Les six hommes (dont un délégué du personnel), issus des secteurs de la maintenance et du fret, auraient été identifiés grâce à des caméras de vidéosurveillance et risquent des poursuites pénales. Une dizaine de plaintes ont été déposées à leur encontre par la direction, ainsi que deux vigiles (l’un d’eux a fait un malaise de quelques minutes au moment des incidents). Ces salariés sont également menacés, selon nos informations, de licenciements secs par Air France. Très vite, ils risquent de perdre aussi leur badge aéroportuaire – sésame pour l’accès aux avions –, délivré sous l’autorité de la préfecture.

D’autres salariés, participants ou témoins, vont également être entendus par la police et attendent leur lettre de convocation. Un certain nombre est également sous le coup de sanctions disciplinaires de la part du groupe Air France, pouvant aller jusqu’au licenciement. Selon Didier Fauverte, secrétaire général de la CGT chez Air France, cité par Reuters, quatre ou cinq salariés seraient même menacés d’une mise à pied ou de retenue sur salaire pour avoir simplement chanté «sans chemise, sans pantalon» le jour des incidents. Confortée par une classe politique et syndicale, la machine judiciaire va vite, et fort. Air France, de son côté, joue très habilement la partition de l’offensé. Les échauffourées du 5 octobre lui permettent d’enfoncer un peu plus le mouvement social au sein de la compagnie, et de justifier sa stratégie.

Ainsi, vendredi dernier, de nombreux clients d’Air France ont reçu ce mail: «Ce que nous avons tous vu, ce n’est pas Air France. Soyez-en convaincus, ces violences ont été le fait d’individus isolés et ne reflètent ni la réalité ni l’ambition de votre compagnie. (…) Dans un monde extrêmement concurrentiel, Air France doit prendre des mesures courageuses afin d’assurer son avenir dans le peloton de tête des compagnies aériennes à vocation mondiale.» Une communication de crise qui passe assez mal auprès des salarié·e·s, dont beaucoup opposent aux chemises arrachées la violence des licenciements à venir: «Il faut que dans l’esprit de tous les travailleurs, on martèle qu’il est désormais interdit en France d’avoir une réaction, même si elle est viscérale, incontrôlée, incontrôlable face à la menace et la violence de la perte de son emploi», regrette la CGT.

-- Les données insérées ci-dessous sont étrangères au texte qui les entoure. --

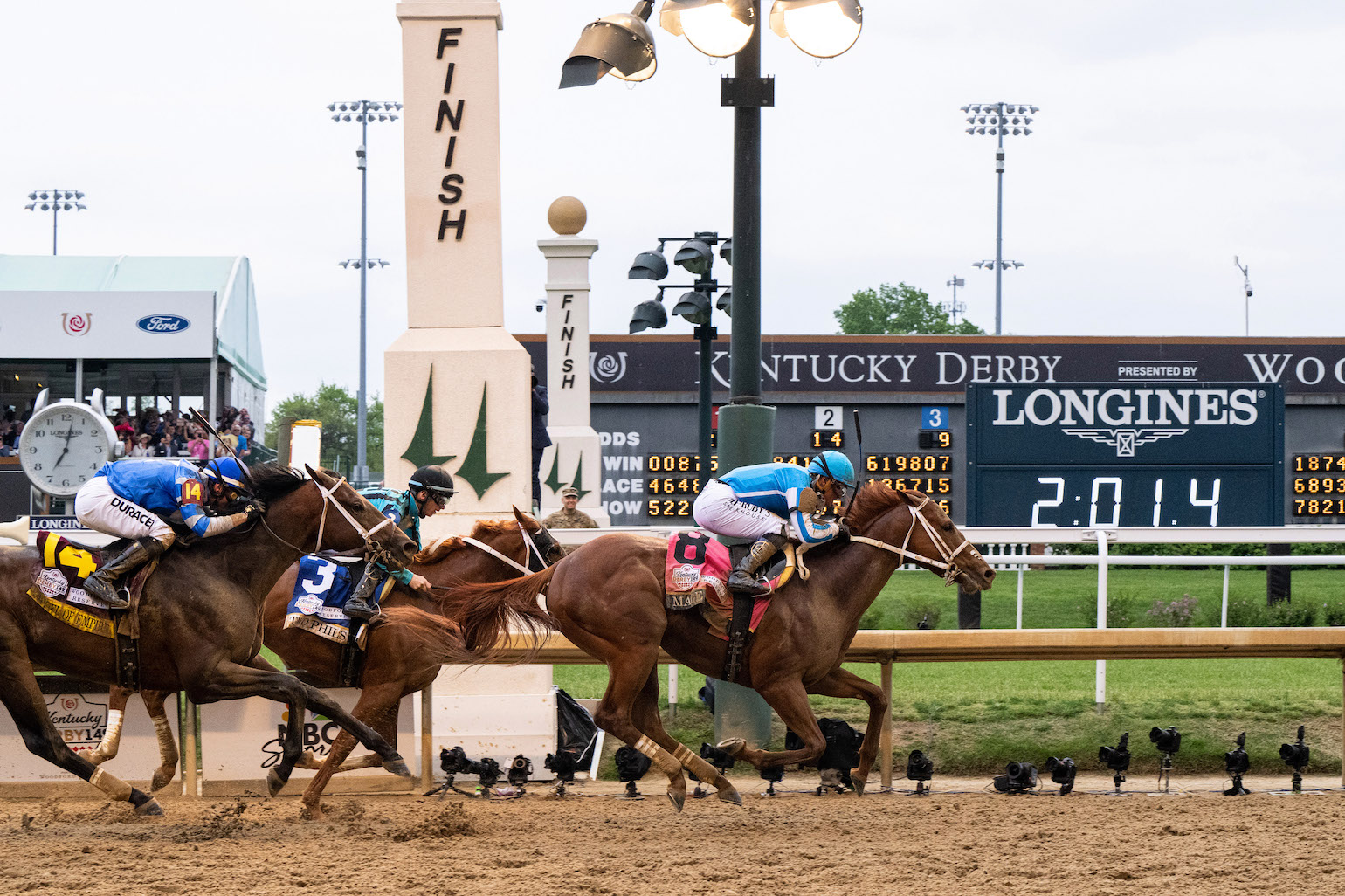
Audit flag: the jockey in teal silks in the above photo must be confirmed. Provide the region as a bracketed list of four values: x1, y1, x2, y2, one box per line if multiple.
[346, 467, 458, 620]
[75, 458, 266, 610]
[692, 451, 855, 595]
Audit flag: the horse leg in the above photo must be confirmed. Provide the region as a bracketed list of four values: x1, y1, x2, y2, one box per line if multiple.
[720, 678, 827, 768]
[585, 643, 692, 811]
[0, 623, 164, 816]
[87, 685, 136, 766]
[140, 690, 179, 789]
[187, 662, 410, 786]
[299, 681, 402, 821]
[812, 669, 890, 796]
[633, 669, 742, 806]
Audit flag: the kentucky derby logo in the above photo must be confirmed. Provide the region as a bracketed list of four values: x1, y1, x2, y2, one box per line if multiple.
[47, 694, 107, 751]
[136, 314, 191, 333]
[60, 311, 93, 336]
[590, 351, 627, 383]
[1060, 428, 1186, 458]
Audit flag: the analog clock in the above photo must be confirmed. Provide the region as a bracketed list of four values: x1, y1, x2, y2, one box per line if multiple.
[19, 390, 117, 498]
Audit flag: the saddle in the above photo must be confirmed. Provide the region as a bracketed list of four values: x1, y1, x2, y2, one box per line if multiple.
[28, 532, 159, 690]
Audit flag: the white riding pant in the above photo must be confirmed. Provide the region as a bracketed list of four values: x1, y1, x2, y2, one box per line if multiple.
[692, 479, 788, 538]
[75, 476, 175, 545]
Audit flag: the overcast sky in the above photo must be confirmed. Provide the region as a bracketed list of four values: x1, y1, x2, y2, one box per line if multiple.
[0, 0, 1345, 405]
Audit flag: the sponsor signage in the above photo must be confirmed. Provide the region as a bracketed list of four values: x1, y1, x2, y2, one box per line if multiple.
[519, 335, 1345, 394]
[0, 289, 215, 359]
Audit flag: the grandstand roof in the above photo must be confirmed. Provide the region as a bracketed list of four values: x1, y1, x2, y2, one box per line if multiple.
[0, 254, 266, 389]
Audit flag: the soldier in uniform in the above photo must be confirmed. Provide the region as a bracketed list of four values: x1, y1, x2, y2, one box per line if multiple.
[542, 486, 597, 528]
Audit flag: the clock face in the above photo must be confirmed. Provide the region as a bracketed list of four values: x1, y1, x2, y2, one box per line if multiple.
[19, 403, 112, 498]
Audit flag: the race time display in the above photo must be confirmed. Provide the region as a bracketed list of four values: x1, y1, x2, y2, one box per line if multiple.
[967, 383, 1285, 526]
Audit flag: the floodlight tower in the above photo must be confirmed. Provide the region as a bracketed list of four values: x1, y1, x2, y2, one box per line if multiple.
[24, 190, 86, 254]
[962, 101, 1037, 330]
[327, 100, 402, 483]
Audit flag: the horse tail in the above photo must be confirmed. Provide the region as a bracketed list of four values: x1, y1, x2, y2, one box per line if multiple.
[381, 607, 480, 666]
[451, 567, 555, 663]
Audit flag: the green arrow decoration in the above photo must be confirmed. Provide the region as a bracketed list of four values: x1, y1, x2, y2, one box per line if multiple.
[402, 364, 457, 467]
[455, 383, 508, 500]
[570, 451, 592, 500]
[542, 445, 563, 493]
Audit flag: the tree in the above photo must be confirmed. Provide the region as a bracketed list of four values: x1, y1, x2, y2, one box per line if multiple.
[271, 383, 383, 473]
[832, 283, 984, 335]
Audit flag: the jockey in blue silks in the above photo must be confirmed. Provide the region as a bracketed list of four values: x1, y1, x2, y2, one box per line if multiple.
[692, 451, 855, 595]
[344, 465, 458, 619]
[75, 458, 266, 610]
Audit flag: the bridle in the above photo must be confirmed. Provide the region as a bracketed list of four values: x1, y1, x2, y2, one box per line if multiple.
[259, 476, 397, 565]
[463, 520, 551, 576]
[850, 495, 981, 587]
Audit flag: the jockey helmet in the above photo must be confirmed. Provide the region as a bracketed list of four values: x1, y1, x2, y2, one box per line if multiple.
[809, 451, 854, 488]
[406, 464, 458, 503]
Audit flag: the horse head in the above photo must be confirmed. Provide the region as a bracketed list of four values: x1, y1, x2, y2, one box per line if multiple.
[304, 464, 416, 568]
[514, 507, 565, 572]
[850, 483, 996, 590]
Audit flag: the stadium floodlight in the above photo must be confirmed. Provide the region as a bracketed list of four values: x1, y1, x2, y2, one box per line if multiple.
[962, 102, 1037, 336]
[24, 190, 87, 254]
[561, 0, 658, 87]
[327, 100, 402, 483]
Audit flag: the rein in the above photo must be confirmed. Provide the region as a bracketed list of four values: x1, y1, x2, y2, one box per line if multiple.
[850, 495, 976, 587]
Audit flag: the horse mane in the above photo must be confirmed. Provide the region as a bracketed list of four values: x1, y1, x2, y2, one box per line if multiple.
[413, 520, 516, 565]
[845, 482, 905, 532]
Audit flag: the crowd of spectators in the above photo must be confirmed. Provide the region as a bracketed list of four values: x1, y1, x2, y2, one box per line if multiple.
[0, 406, 256, 461]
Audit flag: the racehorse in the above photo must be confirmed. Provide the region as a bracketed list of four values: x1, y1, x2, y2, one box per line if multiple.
[0, 464, 414, 816]
[89, 508, 565, 821]
[446, 483, 996, 811]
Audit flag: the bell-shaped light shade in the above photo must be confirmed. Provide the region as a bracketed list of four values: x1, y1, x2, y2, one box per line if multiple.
[672, 292, 710, 326]
[561, 12, 658, 87]
[625, 249, 668, 279]
[659, 0, 755, 57]
[672, 239, 714, 277]
[631, 299, 668, 334]
[770, 0, 864, 59]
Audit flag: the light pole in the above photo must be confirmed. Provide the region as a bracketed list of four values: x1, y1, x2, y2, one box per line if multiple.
[628, 230, 733, 471]
[939, 277, 967, 327]
[1233, 256, 1252, 336]
[962, 101, 1037, 330]
[327, 100, 402, 482]
[24, 190, 87, 254]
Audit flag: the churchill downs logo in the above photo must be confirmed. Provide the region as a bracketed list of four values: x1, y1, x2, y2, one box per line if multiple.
[993, 389, 1266, 458]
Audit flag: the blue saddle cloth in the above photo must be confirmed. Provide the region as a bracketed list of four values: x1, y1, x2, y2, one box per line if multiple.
[285, 555, 363, 643]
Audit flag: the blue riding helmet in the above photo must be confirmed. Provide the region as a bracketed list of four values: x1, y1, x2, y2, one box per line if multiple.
[809, 451, 854, 488]
[200, 458, 245, 490]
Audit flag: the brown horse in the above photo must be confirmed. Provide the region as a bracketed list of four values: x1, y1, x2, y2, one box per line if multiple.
[446, 485, 996, 810]
[89, 508, 565, 819]
[0, 464, 414, 816]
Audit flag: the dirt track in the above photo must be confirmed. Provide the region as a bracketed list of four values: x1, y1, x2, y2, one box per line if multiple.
[0, 776, 1345, 896]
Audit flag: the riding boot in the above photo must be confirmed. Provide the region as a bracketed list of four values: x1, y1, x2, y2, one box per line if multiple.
[728, 533, 790, 597]
[343, 563, 388, 622]
[85, 538, 167, 610]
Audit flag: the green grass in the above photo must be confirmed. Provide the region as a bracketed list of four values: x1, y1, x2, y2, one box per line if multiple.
[554, 568, 1345, 775]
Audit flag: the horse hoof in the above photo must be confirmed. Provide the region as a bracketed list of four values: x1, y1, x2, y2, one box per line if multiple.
[715, 737, 748, 756]
[718, 787, 742, 806]
[266, 768, 288, 796]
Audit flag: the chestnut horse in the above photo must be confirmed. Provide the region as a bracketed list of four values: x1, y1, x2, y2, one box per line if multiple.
[89, 508, 565, 819]
[446, 483, 996, 811]
[0, 464, 414, 816]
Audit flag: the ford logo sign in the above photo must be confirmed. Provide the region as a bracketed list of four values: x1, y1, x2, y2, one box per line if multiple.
[136, 314, 191, 333]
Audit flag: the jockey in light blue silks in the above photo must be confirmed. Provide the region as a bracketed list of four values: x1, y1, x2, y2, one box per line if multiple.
[344, 465, 458, 619]
[692, 451, 855, 595]
[75, 458, 266, 610]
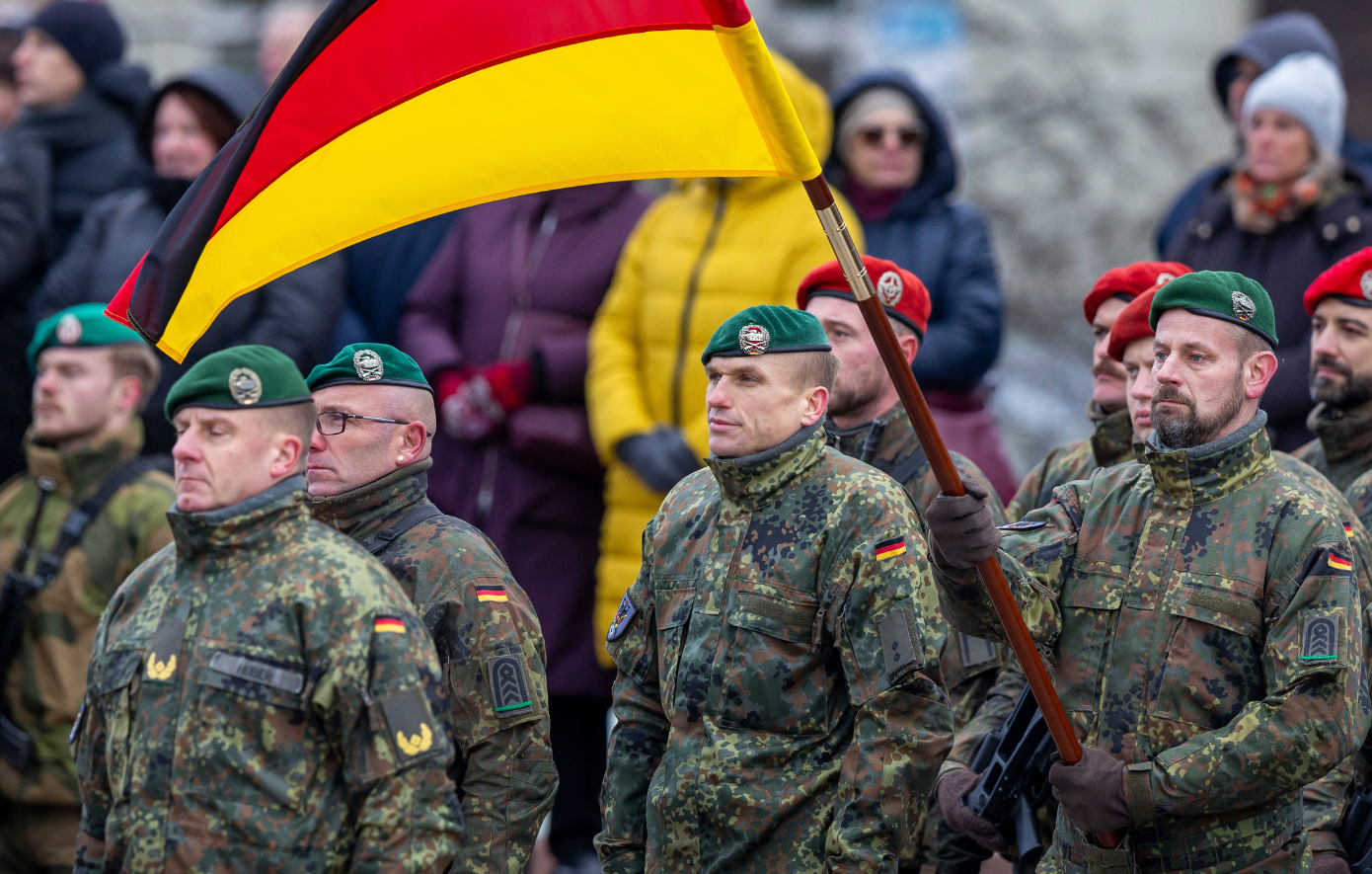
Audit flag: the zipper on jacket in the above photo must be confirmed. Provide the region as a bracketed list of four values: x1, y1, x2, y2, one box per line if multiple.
[672, 180, 728, 428]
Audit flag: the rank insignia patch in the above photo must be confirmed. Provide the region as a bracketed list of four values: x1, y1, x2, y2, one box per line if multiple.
[476, 583, 509, 602]
[380, 688, 435, 758]
[605, 592, 638, 642]
[489, 655, 534, 716]
[873, 536, 905, 561]
[1301, 616, 1339, 662]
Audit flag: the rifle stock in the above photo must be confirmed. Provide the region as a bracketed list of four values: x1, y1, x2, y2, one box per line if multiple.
[802, 176, 1119, 849]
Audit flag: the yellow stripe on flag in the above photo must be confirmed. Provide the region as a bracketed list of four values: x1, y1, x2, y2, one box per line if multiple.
[158, 22, 819, 360]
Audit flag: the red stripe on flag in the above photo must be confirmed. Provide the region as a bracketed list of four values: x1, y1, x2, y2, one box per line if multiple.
[105, 253, 148, 328]
[214, 0, 724, 230]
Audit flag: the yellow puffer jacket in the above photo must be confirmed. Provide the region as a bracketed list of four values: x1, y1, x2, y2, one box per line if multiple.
[586, 55, 862, 667]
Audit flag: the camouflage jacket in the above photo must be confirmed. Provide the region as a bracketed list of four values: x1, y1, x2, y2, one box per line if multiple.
[0, 419, 176, 807]
[73, 476, 462, 874]
[936, 412, 1368, 874]
[595, 427, 953, 874]
[1292, 402, 1372, 491]
[310, 458, 557, 874]
[1006, 401, 1133, 521]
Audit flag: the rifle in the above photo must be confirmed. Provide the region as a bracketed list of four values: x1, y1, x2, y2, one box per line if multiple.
[967, 677, 1054, 870]
[0, 476, 57, 772]
[1339, 787, 1372, 874]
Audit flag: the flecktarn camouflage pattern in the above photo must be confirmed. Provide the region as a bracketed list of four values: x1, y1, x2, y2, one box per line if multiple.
[936, 413, 1368, 874]
[597, 426, 953, 874]
[310, 458, 557, 874]
[73, 476, 462, 874]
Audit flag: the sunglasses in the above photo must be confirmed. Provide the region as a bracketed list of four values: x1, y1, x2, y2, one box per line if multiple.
[858, 127, 919, 148]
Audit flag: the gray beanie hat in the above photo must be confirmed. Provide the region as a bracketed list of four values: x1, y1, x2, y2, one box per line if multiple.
[1242, 52, 1348, 155]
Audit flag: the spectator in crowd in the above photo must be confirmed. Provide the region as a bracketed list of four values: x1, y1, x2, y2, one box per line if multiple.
[399, 183, 648, 871]
[31, 68, 343, 452]
[1157, 13, 1372, 254]
[584, 55, 862, 675]
[826, 71, 1018, 498]
[1167, 52, 1372, 451]
[258, 0, 327, 87]
[14, 0, 148, 262]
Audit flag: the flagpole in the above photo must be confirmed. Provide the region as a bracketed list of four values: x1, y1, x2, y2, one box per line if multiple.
[802, 176, 1119, 849]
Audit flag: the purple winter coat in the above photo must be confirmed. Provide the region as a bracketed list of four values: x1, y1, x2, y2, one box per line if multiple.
[399, 183, 650, 698]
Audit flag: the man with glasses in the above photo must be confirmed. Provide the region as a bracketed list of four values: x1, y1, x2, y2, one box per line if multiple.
[306, 343, 557, 873]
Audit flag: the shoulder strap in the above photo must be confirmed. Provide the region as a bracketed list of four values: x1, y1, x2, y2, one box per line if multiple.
[358, 504, 443, 557]
[33, 458, 154, 592]
[890, 446, 929, 486]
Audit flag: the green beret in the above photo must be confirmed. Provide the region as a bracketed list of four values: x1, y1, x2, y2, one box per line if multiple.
[700, 304, 833, 363]
[305, 343, 433, 392]
[1148, 271, 1277, 346]
[29, 303, 144, 370]
[162, 346, 312, 422]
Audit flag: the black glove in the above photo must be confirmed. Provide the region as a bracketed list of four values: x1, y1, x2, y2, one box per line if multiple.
[1310, 852, 1353, 874]
[925, 480, 1000, 571]
[939, 771, 1010, 852]
[1048, 747, 1129, 833]
[615, 426, 700, 491]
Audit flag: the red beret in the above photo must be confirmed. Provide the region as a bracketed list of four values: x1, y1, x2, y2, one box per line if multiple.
[1305, 247, 1372, 316]
[1110, 288, 1158, 360]
[796, 255, 933, 341]
[1081, 261, 1192, 325]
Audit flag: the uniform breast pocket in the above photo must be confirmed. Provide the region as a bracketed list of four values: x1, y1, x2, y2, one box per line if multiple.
[1055, 572, 1125, 713]
[1153, 574, 1266, 743]
[188, 652, 312, 808]
[719, 588, 823, 736]
[87, 649, 143, 800]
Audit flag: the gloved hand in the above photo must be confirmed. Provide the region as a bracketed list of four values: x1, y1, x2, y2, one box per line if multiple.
[1310, 852, 1353, 874]
[939, 771, 1010, 852]
[1048, 747, 1129, 833]
[925, 480, 1000, 571]
[615, 426, 700, 491]
[437, 360, 534, 440]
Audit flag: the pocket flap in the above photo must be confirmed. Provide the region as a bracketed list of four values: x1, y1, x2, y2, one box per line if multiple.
[728, 590, 819, 642]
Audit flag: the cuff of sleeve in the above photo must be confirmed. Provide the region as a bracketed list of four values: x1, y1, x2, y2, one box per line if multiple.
[1123, 761, 1153, 826]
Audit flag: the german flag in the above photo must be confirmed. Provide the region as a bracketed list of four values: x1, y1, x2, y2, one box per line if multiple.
[107, 0, 819, 360]
[873, 536, 905, 561]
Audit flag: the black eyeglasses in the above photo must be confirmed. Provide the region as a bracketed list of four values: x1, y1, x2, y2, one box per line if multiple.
[314, 410, 430, 437]
[858, 127, 919, 148]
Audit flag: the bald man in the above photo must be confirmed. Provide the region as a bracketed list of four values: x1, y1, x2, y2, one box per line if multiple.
[306, 343, 557, 874]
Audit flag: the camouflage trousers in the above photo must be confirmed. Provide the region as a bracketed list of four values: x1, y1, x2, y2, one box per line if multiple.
[0, 799, 81, 874]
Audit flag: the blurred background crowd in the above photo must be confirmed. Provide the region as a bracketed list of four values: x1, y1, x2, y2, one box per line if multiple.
[0, 0, 1372, 870]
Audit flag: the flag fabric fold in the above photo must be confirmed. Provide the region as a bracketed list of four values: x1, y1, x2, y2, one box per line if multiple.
[107, 0, 820, 360]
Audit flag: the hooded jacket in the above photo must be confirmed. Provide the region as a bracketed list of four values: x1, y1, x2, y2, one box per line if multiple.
[824, 71, 1002, 391]
[29, 70, 344, 452]
[586, 56, 862, 667]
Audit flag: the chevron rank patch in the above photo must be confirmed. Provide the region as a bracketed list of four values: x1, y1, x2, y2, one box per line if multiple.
[487, 655, 534, 716]
[873, 536, 905, 561]
[605, 592, 638, 644]
[1301, 616, 1339, 662]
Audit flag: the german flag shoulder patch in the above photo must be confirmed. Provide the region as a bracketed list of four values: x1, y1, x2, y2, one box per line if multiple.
[873, 536, 905, 561]
[475, 583, 510, 602]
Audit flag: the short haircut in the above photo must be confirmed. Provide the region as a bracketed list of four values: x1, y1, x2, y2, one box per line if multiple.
[789, 353, 838, 391]
[109, 343, 162, 416]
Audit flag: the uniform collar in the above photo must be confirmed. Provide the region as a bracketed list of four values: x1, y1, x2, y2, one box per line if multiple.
[168, 473, 309, 560]
[1305, 401, 1372, 462]
[824, 401, 919, 471]
[1087, 401, 1133, 468]
[310, 458, 433, 540]
[24, 419, 143, 496]
[705, 423, 824, 508]
[1144, 410, 1273, 505]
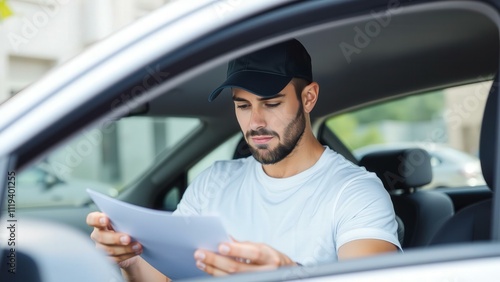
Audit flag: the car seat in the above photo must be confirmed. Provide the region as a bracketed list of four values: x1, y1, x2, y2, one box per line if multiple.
[359, 148, 454, 248]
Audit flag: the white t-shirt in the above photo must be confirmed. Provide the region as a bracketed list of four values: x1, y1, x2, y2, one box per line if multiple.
[174, 148, 401, 265]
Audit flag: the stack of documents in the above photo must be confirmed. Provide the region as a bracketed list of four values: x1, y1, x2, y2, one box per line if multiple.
[87, 189, 230, 279]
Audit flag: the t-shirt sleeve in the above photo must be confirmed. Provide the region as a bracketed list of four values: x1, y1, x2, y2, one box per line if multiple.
[334, 174, 401, 251]
[173, 167, 212, 215]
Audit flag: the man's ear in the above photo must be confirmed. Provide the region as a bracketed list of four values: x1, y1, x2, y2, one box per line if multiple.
[302, 82, 319, 113]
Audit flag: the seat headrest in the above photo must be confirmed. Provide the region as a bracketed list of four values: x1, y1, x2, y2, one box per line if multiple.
[359, 148, 432, 191]
[479, 74, 499, 190]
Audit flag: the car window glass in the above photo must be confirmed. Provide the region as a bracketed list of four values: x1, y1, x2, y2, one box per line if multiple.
[18, 117, 201, 208]
[188, 133, 241, 184]
[325, 82, 491, 188]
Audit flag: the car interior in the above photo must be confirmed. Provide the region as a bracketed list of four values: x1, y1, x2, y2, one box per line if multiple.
[5, 0, 500, 281]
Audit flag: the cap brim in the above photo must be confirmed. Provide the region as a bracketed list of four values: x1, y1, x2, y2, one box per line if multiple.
[208, 71, 293, 102]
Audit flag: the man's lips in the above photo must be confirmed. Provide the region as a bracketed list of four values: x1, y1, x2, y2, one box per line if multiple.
[251, 136, 273, 144]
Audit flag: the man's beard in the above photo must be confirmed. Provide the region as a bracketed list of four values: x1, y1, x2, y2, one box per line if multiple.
[245, 105, 306, 165]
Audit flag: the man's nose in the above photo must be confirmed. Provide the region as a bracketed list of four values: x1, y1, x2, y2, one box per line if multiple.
[250, 107, 266, 130]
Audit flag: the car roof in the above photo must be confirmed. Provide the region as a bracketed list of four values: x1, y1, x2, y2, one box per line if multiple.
[145, 0, 499, 118]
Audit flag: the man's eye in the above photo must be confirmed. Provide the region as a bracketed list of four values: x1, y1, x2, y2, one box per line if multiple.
[236, 104, 249, 110]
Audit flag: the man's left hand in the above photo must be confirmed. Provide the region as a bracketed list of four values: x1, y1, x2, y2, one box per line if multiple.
[194, 241, 297, 276]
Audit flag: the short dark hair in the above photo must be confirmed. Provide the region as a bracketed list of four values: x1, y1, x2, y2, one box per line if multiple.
[291, 77, 310, 102]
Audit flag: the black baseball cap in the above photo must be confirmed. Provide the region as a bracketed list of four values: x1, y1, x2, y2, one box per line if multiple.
[208, 39, 313, 102]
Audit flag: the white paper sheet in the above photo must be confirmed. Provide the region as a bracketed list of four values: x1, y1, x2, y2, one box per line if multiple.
[87, 189, 230, 279]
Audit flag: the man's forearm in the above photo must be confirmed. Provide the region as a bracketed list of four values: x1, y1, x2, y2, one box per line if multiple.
[121, 257, 171, 282]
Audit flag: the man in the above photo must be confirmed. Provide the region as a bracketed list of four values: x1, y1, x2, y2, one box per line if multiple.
[87, 40, 400, 281]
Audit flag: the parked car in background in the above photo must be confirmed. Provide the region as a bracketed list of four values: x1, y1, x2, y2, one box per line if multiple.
[353, 142, 486, 189]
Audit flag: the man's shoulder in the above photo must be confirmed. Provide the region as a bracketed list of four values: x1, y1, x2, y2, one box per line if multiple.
[325, 147, 373, 180]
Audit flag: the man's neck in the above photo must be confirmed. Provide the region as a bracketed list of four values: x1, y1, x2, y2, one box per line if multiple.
[262, 132, 325, 178]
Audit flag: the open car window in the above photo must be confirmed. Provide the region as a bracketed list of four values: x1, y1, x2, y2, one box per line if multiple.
[18, 117, 201, 208]
[325, 81, 491, 189]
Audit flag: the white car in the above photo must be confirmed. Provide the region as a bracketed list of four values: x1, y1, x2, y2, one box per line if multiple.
[353, 143, 486, 189]
[0, 0, 500, 282]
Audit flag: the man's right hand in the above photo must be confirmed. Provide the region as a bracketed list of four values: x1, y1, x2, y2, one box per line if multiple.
[87, 212, 142, 268]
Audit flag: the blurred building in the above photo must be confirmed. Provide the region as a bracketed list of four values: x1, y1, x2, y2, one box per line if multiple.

Malgré cette ambiance électrique, un round de rencontres informelles a été ouvert la semaine dernière par la direction sur l’hypothèse d’un «plan C» avec chacune des organisations syndicales. La négociation reposerait toujours sur une hausse de la productivité, mais moyennant un plan de départs volontaires plutôt que les licenciements contraints annoncés fin septembre.

dessinjiho500-b91c5Le SNPL (Syndicat national des pilotes de ligne) ainsi que le SPAF (Syndicat des pilotes d’Air France), les deux syndicats majoritaires chez les pilotes, auraient accepté de revoir leur copie, notamment sur la saisonnalité (le fait de voler davantage selon les périodes de vacances), sans plus de précisions. Egalement concernés, stewards et hôtesses estiment que le dernier accord signé avec Air France les engage jusqu’en 2016 et ne veulent pas se remettre à table avant. «On va quand même aller voir ce qu’ils proposent, mais on a déjà fait des efforts lors du dernier plan en réduisant le volume de personnel sur chaque vol long-courrier et en augmentant de 20 % notre productivité, assure Christophe Pillet, secrétaire général adjoint du SNPNC (Syndicat national du personnel navigant commercial). Pas question de toucher à notre rémunération.» Au sol, «on ne voit pas bien ce qu’on pourrait faire de plus, assure Mohammed El Fodi, délégué syndical FO. Nous avions convenu d’un effort de 20% lors du dernier plan, nous en sommes déjà à 23. Le personnel est dans le désarroi le plus total». La CGT ne veut «aucun licenciement».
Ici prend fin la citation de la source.